Tanrım, o günü iyi hatırlıyorum. Büroda oturmuş arkadaşımı bekliyordum. Birkaç dakika sonra o gelmişti bile. Ona "Hey, kettlea basıp bir kahveye yapmaya ne dersin?" diye sordum. O Da "Dostum kulağa hoş geliyor." dedi ve kahveyi yapmaya koyuldu.
Aradan geçen 10 lanet dakika ardından nihayet kahveler hazırdı. Ancak sıcak içecekleri çok sıcak içemezdim, evet bu doğru. Bunu yapamıyordum. Bu yüzden üzerine soğuk su ilave etmek istedim fakat soğuk su kalmamıştı. Masanın üzerinde duran kasabanın güneyinden bir dostumun getirdiği pekmezi kahveye karıştırmaya karar verdim.
Ne derler bilirsiniz: tahin pekmez, başka gitmez.

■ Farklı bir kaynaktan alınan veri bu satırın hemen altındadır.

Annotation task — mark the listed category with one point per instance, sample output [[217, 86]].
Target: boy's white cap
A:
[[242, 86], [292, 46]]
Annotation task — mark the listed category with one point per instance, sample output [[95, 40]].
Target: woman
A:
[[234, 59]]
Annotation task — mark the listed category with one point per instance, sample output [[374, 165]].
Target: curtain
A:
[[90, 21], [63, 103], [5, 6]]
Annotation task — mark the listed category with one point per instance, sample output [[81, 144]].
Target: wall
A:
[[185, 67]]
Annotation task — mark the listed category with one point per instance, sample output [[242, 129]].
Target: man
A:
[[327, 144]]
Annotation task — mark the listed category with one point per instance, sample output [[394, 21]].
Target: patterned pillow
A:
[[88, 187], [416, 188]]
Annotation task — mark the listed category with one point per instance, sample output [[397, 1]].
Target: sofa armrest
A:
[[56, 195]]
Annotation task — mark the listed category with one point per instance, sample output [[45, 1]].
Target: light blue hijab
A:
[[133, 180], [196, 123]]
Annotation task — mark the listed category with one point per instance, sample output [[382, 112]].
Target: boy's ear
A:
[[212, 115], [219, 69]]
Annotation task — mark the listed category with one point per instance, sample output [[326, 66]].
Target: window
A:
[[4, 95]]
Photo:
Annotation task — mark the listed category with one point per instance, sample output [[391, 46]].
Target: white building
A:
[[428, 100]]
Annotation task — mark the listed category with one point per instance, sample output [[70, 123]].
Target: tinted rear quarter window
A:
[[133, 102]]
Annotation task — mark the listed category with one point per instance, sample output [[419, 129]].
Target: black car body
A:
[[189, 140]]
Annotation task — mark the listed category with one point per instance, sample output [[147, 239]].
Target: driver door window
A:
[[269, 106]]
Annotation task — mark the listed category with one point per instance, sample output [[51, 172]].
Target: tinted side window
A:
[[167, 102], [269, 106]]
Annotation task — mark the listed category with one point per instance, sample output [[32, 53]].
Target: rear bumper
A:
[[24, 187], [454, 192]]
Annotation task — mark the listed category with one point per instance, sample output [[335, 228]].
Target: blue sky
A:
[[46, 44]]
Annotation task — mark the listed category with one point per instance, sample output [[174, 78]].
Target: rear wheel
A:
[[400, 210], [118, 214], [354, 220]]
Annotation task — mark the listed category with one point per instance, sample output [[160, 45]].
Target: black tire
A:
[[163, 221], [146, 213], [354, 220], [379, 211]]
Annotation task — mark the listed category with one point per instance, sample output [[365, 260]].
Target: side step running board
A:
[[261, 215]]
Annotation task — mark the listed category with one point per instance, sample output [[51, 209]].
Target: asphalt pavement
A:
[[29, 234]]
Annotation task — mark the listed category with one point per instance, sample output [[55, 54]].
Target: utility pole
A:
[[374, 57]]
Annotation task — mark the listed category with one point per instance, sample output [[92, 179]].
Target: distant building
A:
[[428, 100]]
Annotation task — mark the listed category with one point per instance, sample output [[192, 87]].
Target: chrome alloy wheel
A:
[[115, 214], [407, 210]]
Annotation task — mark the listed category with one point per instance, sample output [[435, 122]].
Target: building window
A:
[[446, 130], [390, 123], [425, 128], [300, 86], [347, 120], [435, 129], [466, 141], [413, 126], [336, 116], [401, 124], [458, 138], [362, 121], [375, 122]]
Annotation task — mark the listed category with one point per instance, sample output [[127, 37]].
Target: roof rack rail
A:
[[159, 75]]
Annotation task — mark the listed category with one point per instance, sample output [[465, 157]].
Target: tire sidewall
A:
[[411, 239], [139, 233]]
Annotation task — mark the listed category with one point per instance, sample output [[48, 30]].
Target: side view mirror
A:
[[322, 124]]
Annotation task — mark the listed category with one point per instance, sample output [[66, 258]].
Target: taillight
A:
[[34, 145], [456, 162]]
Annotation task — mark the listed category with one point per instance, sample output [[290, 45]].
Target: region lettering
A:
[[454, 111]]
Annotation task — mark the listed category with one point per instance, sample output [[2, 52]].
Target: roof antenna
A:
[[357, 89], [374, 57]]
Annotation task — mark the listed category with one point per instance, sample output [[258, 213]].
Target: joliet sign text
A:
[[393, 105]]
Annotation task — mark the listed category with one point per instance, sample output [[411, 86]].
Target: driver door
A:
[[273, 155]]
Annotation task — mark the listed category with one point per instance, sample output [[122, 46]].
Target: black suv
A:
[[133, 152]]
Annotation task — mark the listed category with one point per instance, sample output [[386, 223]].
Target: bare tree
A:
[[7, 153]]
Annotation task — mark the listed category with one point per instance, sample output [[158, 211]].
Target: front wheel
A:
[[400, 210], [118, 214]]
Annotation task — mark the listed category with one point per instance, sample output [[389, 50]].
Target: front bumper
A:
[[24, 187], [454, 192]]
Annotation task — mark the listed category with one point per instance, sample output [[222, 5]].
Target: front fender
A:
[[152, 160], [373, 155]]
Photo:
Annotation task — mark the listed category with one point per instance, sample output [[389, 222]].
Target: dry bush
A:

Ama bu yargılar esnekti, tanrı biliyor ya ön yargılıydım. Yine de içmeye karar verdim. Ve o da ne, bu pekmezli kahve farklı ve harika olmuştu.
O gün buna yaratıcı bir isim bulmaya karar verdim ve pekmezli kahve dedim. Hadi, durmayın, siz de deneyin.